This Gingerbread Apple Cranberry Vegan Pie is the perfect sweet edition to the Fall season. Safely wrapped in a flaky, gingerbread crust and bursting with sweet-tart flavors from the apples and cranberry, this pie is a sure crowd pleaser, making this recipe the ultimate beginning of a sweet Fall season!
In a large bowl, add the organic all-purpose flour, organic whole wheat pastry flour, pure cane sugar cinnamon, ginger, and nutmeg, whisking them together until well combined. Add cold cubed vegan butter, blending it into the dry ingredients using a pastry blender (or 2 forks), until mixture resembles "peas".
In a measuring cup or medium cup, mix together the cold water and molasses until well incorporated.
Add the lemon juice to the dry ingredients and then slowly pour the water-molasses mixtures into the dry ingredients, kneading the dough with your hands until is becomes elastic and not too wet or too dry.
Once you're able to form it into a ball, cut in half into 2 separate balls and wrap them in plastic wrap (individually) and refrigerate for 1 hour (minimum), up to 1 and a half hours or of course overnight.
Remove dough balls from the refrigerator and place them on a lightly floured surface. Roll out first dough ball (not making it too thin), about 1/2-inch thick and gently placing it in your pie crust baking pan; working it around evenly. Next roll out 2nd dough ball (about the same thickness as first one) and leave it there until ready to use.

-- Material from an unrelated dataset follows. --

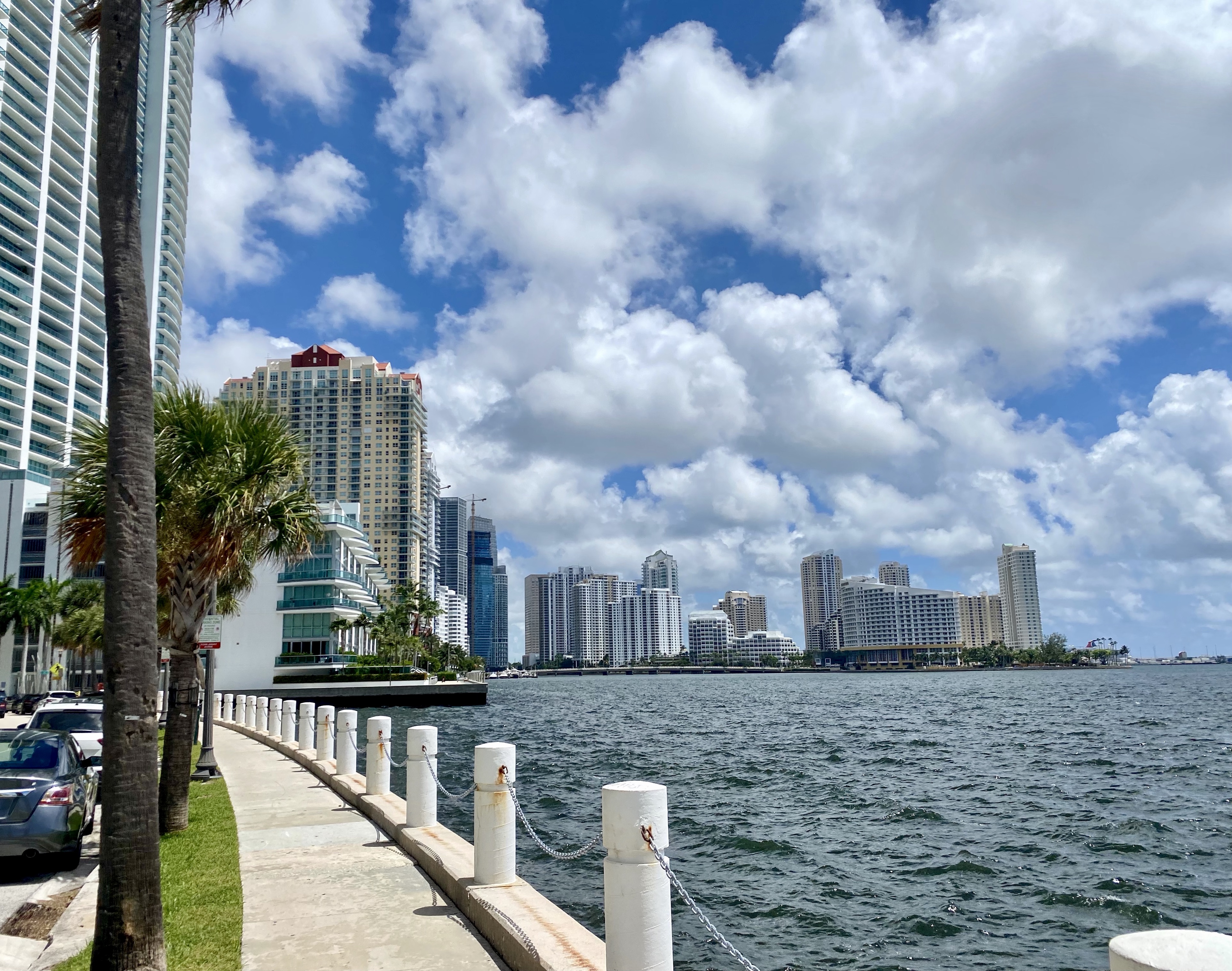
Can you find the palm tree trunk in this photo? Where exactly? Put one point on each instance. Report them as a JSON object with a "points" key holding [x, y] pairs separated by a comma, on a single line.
{"points": [[128, 928]]}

Preheat your oven to 375 degrees Fahrenheit.
Add the pure maple syrup, lemon juice, organic brown sugar, cinnamon, arrowroot starch, nutmeg and sea salt to a large bowl and stir well so that the mixture is combined completely. Then add sliced apples and cranberries and toss with a spatula so that they are evenly coated in the mixture. Add everything to your prepared pie crust and evenly spread.
Now go back to your set aside flattened pie crust dough and using a sharp knife or pastry cutter, cut dough (longways) into stripes and create a nice design for the top crust and place them individually on top. **NOTE: I twisted each stripe and laid them out diagonally, overlapping as well.** Make sure to pinch each end together with bottom crust to ensure that both top and bottom crust stay in tact. Be sure to do any folding or tucking for any excess pie crust. Then using the last two strips from the dough, twist and add it around the edges of the pie until fully all around.
Once done, lightly brush the top of pie crust with melted vegan butter and place in the oven to bake for 45 minutes to 1 hour, until top is golden brown and fruits are bubbling through. Remove from the oven and let it cool for 10-15 minutes. Slice your pie and serve with a few scoops of vegan ice cream, if desired.
FOOD PROCESSOR FOR CRUST: If using a food processor to incorporate water to flour/butter mixture, ONLY ADD 1/4 cup of water AT A TIME to your dough, keeping it on “pulse” to avoid the dough from breaking down too much and it becoming “watery”. With this method, you may not need the entire 1 cup of water.
TIPS FOR THE PERFECT PIE CRUST: Be sure to read tips within the post!
STORAGE: Keep leftover pie tightly wrapped with heavy duty plastic wrap or foil and refrigerated for 3-4 days. Re-heat each slice when serving.